Les trois groupes d'acteurs ont été consultés séparément, dans le cadre d'ateliers

"homogènes", pour mettre en évidence dans un premier temps "la diversité des visions du monde portées par les différents acteurs" : chercheurs et institutions productrices de recherche, porteurs de politiques publiques sectorielles et grand public. Ce faisant, il a été constaté que les attentes et anticipations de la société vis-à-vis de la recherche et de l'innovation "divergent à ce point (…) qu'aucune préoccupation ne semble véritablement partagée". Puis les interpellations ont été rassemblées sous forme de 15 thèmes transversaux ("Quel avenir pour le passé

?", "Société vulnérable"…) donnant lieu à autant d'ateliers où "les principaux acteurs du monde de la recherche sont chargés d'aboutir à une série argumentée et restreinte d'"axes précurseurs de programmes"" (Maujean et Theys, 2009).

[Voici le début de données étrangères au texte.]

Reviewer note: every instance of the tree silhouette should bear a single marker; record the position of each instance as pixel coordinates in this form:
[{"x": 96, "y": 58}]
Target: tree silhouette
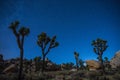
[
  {"x": 20, "y": 35},
  {"x": 77, "y": 59},
  {"x": 99, "y": 46},
  {"x": 46, "y": 43}
]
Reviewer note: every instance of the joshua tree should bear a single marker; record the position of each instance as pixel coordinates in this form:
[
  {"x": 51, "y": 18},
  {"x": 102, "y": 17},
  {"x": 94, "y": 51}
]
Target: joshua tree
[
  {"x": 77, "y": 59},
  {"x": 81, "y": 62},
  {"x": 46, "y": 43},
  {"x": 100, "y": 46},
  {"x": 20, "y": 35}
]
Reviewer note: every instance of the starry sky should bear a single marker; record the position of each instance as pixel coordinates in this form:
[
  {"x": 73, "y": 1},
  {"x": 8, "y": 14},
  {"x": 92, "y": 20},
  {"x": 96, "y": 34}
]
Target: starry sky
[{"x": 75, "y": 23}]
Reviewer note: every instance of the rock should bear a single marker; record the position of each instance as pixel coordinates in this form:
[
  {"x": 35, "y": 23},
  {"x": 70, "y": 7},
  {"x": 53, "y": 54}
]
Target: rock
[
  {"x": 93, "y": 65},
  {"x": 11, "y": 68},
  {"x": 115, "y": 61}
]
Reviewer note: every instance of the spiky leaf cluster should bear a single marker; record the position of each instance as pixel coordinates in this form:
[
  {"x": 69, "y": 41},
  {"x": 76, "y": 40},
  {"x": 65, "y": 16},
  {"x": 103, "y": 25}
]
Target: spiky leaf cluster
[{"x": 100, "y": 46}]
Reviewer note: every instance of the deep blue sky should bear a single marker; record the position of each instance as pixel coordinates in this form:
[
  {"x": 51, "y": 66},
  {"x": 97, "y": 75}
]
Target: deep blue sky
[{"x": 75, "y": 22}]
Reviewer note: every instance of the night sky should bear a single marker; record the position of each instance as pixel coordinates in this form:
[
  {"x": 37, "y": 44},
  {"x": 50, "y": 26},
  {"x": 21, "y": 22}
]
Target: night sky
[{"x": 75, "y": 23}]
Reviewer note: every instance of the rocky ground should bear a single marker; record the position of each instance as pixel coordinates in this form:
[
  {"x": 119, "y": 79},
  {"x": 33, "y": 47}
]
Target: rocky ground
[{"x": 66, "y": 75}]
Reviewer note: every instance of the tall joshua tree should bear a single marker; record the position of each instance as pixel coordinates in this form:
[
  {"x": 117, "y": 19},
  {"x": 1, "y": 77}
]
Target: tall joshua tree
[
  {"x": 20, "y": 35},
  {"x": 99, "y": 46},
  {"x": 77, "y": 59},
  {"x": 46, "y": 43}
]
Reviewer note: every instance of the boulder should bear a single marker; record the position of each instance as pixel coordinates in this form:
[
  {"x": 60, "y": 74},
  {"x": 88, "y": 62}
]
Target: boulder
[
  {"x": 93, "y": 65},
  {"x": 115, "y": 61}
]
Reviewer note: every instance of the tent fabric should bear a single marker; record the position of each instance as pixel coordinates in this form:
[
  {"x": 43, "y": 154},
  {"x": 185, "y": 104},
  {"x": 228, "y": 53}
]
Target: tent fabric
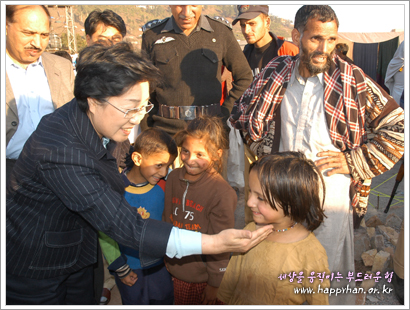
[
  {"x": 366, "y": 37},
  {"x": 394, "y": 79},
  {"x": 370, "y": 37},
  {"x": 386, "y": 53},
  {"x": 365, "y": 56}
]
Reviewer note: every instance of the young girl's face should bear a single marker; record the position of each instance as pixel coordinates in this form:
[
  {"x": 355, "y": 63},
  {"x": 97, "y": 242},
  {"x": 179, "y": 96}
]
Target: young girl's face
[
  {"x": 154, "y": 167},
  {"x": 262, "y": 212},
  {"x": 195, "y": 157}
]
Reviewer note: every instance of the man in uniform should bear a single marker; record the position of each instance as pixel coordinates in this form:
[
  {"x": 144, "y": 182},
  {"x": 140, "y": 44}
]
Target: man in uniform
[
  {"x": 190, "y": 50},
  {"x": 37, "y": 82},
  {"x": 335, "y": 114},
  {"x": 263, "y": 45}
]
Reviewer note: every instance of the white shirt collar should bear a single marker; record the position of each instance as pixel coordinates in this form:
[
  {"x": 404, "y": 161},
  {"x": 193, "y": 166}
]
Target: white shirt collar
[
  {"x": 10, "y": 62},
  {"x": 296, "y": 76}
]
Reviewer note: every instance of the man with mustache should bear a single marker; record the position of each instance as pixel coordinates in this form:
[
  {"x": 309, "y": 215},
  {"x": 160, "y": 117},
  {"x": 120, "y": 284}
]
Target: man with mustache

Au-delà d'une consultation prospective, Agora 2020 a tenté une "traduction en questions scientifiques et en programmes de recherche d'attentes et de questions exprimées par la société". Ainsi, plutôt que de chercher à définir des priorités pour l'ensemble de la recherche française, il s'agissait de "donner une consistance un peu plus forte à ce que l'on appelle traditionnellement le troisième pilier de la recherche, celui qui est tourné vers la réponse aux attentes de la société" (un pilier qui vient après l'amélioration des connaissances et l'innovation industrielle). Il a fallu pour cela "passer de questions à la recherche à des questions de recherche". Bien que les conclusions de l'exercice soient devenues presque redondantes avec "la mise en place conjointe du nouveau Ministère du Développement durable et du Grenelle de l'environnement", elles ont déjà servi à orienter le PUCA, le Predit 4… (Maujean et Theys, 2009).

Il est intéressant de noter qu'on retrouve, parmi les recommandations formulées en matière d'organisation et de structuration des institutions de recherche, l'idée de "donner une place spécifique aux usagers dans les instances de pilotage des programmes incitatifs ou organismes de recherche finalisée, et ménager dans ces structures la possibilité d'une gouvernance en collèges séparés (de type "gouvernance à cinq" du Grenelle de l'environnement)" (Maujean et Theys, 2009).